Una vez en el pequeño aeropuerto de Nantucket, se hizo a un lado mientras Jared hablaba con unas personas. Aunque para ella había sido alucinante lo de viajar en un avión privado, no parecía algo inusual en la isla. De hecho, habían llegado otros tres aviones privados más casi al mismo tiempo, de modo que el avión de Hallie y Jared había tenido que esperar a que le dieran permiso para aterrizar. Jared estaba hablando con los pasajeros de los otros aviones, con el personal encargado del equipaje, con los pilotos y con un hombre que parecía el gerente del aeropuerto. Según parecía, Jared conocía a todas las personas presentes en el lugar. ¡Qué sitio más diferente de Boston!

De repente, Jared cortó la conversación y se volvió hacia ella.

—Vámonos.

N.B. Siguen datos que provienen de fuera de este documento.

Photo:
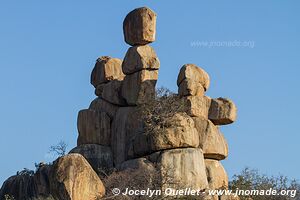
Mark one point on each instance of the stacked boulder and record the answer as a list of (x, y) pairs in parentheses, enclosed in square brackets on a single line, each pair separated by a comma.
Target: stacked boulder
[(207, 114), (186, 152)]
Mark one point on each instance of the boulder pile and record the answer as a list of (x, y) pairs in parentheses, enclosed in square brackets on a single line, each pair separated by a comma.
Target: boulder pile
[(187, 153)]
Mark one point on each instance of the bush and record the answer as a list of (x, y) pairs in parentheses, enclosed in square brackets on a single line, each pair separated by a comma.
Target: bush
[(155, 112), (250, 179), (60, 149)]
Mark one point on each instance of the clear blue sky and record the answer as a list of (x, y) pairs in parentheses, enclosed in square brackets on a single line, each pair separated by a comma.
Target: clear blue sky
[(48, 49)]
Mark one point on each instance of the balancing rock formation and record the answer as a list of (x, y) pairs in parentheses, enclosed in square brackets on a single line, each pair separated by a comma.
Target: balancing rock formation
[(188, 151)]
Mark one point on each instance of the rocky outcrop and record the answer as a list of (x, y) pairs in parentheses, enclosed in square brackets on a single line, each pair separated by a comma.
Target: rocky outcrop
[(93, 127), (69, 178), (99, 157), (222, 111), (193, 73), (139, 26), (216, 174), (138, 58), (72, 178), (105, 70), (184, 146)]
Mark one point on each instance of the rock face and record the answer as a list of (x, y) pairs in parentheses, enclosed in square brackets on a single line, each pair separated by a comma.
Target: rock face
[(222, 111), (99, 157), (105, 70), (139, 26), (72, 178), (183, 146), (93, 127), (138, 58), (191, 72), (180, 132), (211, 139), (183, 168), (101, 105), (197, 106), (69, 178), (19, 186), (216, 174), (138, 88), (190, 88)]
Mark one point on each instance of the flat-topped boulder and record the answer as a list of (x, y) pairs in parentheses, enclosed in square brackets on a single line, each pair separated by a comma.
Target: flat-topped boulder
[(212, 141), (197, 106), (99, 157), (190, 88), (93, 127), (178, 132), (192, 72), (139, 26), (72, 178), (216, 175), (138, 58), (222, 111), (139, 87)]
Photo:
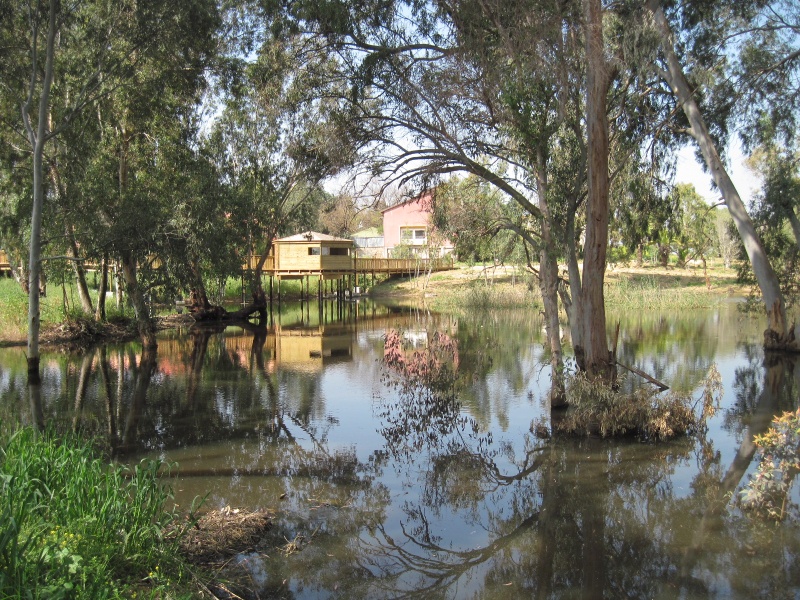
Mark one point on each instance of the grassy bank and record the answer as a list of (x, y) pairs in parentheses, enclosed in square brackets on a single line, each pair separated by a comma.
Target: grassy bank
[(475, 287), (73, 526), (56, 308)]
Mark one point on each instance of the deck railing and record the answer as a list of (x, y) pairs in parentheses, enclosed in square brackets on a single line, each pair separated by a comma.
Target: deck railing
[(368, 265)]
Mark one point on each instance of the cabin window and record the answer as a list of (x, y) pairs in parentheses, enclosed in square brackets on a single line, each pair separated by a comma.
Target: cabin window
[(414, 235)]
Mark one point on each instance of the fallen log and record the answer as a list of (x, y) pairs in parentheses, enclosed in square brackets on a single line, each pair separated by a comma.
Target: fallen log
[(661, 385)]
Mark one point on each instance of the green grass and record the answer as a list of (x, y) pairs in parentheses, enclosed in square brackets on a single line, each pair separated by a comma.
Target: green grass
[(53, 308), (73, 526), (647, 292)]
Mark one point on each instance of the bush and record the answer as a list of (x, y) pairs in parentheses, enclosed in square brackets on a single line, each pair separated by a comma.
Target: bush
[(74, 526), (767, 492), (599, 408)]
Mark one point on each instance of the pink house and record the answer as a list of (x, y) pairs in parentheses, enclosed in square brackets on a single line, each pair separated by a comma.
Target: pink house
[(407, 229)]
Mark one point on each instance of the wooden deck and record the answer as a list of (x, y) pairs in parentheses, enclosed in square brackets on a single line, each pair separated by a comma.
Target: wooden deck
[(358, 266)]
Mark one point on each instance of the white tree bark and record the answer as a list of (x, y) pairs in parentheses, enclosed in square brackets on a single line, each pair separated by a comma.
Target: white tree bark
[(38, 138), (779, 334)]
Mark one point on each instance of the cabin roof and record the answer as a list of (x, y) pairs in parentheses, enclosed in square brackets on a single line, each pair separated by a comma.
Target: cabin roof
[(312, 236)]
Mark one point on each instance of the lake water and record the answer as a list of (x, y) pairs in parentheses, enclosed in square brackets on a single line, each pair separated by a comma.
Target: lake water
[(389, 496)]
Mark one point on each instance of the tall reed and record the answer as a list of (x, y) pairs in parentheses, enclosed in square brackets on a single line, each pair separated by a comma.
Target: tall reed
[(74, 526)]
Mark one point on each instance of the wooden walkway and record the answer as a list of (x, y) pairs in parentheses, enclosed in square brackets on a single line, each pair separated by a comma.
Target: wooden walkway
[(360, 266)]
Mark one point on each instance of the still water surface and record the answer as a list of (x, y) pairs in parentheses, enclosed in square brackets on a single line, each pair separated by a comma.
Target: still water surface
[(303, 418)]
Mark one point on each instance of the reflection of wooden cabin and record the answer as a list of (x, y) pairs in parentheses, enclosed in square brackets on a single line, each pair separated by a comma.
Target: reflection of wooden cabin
[(309, 348), (312, 252)]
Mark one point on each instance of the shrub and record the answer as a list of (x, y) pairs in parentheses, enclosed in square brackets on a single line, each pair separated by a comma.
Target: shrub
[(767, 492), (599, 408)]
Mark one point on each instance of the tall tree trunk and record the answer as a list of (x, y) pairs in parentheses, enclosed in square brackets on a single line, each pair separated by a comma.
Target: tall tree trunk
[(573, 305), (795, 223), (80, 273), (100, 314), (593, 312), (72, 244), (38, 139), (548, 283), (140, 308), (778, 336)]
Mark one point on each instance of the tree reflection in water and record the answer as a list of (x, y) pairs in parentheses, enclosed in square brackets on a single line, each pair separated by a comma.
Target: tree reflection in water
[(454, 499), (568, 518)]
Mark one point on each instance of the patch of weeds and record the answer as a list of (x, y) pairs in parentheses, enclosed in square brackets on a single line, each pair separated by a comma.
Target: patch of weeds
[(767, 492), (599, 408), (75, 526)]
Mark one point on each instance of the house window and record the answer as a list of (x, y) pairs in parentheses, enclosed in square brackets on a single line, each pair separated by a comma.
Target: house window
[(415, 236)]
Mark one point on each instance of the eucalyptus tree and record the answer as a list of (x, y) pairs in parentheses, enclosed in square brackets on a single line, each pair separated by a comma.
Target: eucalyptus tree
[(499, 90), (690, 34), (695, 237), (280, 134), (63, 58)]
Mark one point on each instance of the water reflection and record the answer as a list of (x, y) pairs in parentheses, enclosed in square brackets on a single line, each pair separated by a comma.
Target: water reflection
[(297, 417)]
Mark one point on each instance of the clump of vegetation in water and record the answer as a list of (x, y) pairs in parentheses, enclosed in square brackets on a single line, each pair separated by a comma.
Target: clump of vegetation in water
[(72, 525), (427, 409), (599, 408), (767, 492), (646, 292)]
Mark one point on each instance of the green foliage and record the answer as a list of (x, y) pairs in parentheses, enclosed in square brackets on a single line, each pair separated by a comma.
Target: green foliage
[(646, 292), (74, 526), (767, 492), (695, 233), (599, 408)]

Va a aterrizar un avión con turistas. —Lo dijo como si un tsunami estuviera a punto de golpear la isla. Tras colocarle la mano en la base de la espalda, la instó a salir del aeropuerto, momento en el que descubrió la soleada Nantucket, con su aire limpio y fresco.

La realidad no la golpeó hasta que estuvieron sentados en la camioneta de Jared. Era un vehículo antiguo y muy usado, y había algo en él que le parecía muy real. El mundo de Jared con su BMW y su avión privado y su tapicería de cuero le parecía muy ajeno como para pensar con claridad. Pero en ese instante comenzaba a asimilar la verdad. Iba de camino a una casa que nunca había visto, pero que le pertenecía. Y, de momento, viviría con un hombre al que no conocía.

Hallie contempló asombrada las casas mientras se alejaban del aeropuerto y se internaban en el pueblo. Casi todas estaban construidas con tablones de madera sin tratar a los que el paso del tiempo les había otorgado un bonito tono grisáceo. Era como si hubiera retrocedido en el tiempo, a la época en la que Nantucket era famosa por sus balleneros. No le habría extrañado ver a algún marinero ataviado con botas altas y un arpón al hombro.

Jared enfiló una calle que parecía peligrosa por lo estrecha que era y se detuvo delante de una casa de dos plantas con una preciosa puerta azul. La casa tenía una celosía por la que trepaba un rosal de color rosa en flor y unos frondosos arbustos en la parte delantera.

—¿Esta es?

—Sí —contestó Jared mientras le abría la puerta de la camioneta—. ¿Te gusta?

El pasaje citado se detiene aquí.